Strategy · 2026-05-12 · Laavod team
Why AI work is the first new asset class in a decade
Songs live on Spotify. Videos on YouTube. Newsletters on Substack. Code on GitHub. AI work had nowhere to live. Here is what that changes.
Why AI work is the first new asset class in a decade
Every decade or so, the internet produces a new category of thing people make. Each one starts informal, gets a home, becomes an economy.
Songs got Spotify. Videos got YouTube. Newsletters got Substack. Code got GitHub.
Before each of these existed, the category was already happening. People wrote articles, sent them around as email attachments, posted them on Geocities. People shared code in zip files attached to forum posts. The work was real. The platform was missing.
We think AI work is in that pre-platform moment right now.
What AI work actually is
When we say AI work, we do not mean the AI models themselves. We mean the work people do with them.

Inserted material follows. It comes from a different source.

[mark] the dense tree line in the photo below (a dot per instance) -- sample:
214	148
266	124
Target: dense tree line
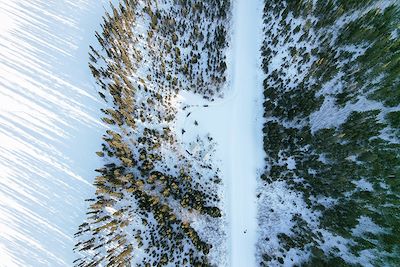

A prompt that turns a sales call transcript into a structured CRM entry. An agent that reviews legal contracts against your company's playbook. A workflow that monitors twenty competitors and writes a Monday-morning summary. A knowledge base of two thousand validated recipes that powers a nutrition coaching agent. A pack of fifteen research prompts that turns raw analyst notes into an investment memo.
These are not features of AI. They are assets built with AI. They take craft to make. They produce value when used. They could, in principle, be owned, versioned, forked, published, subscribed to, and sold.
In practice, they cannot. Most of them live in someone's ChatGPT chat history or in a Notion doc nobody else can see. They get shared as screenshots on Twitter. They get sold through Gumroad as text files that the buyer cannot actually run.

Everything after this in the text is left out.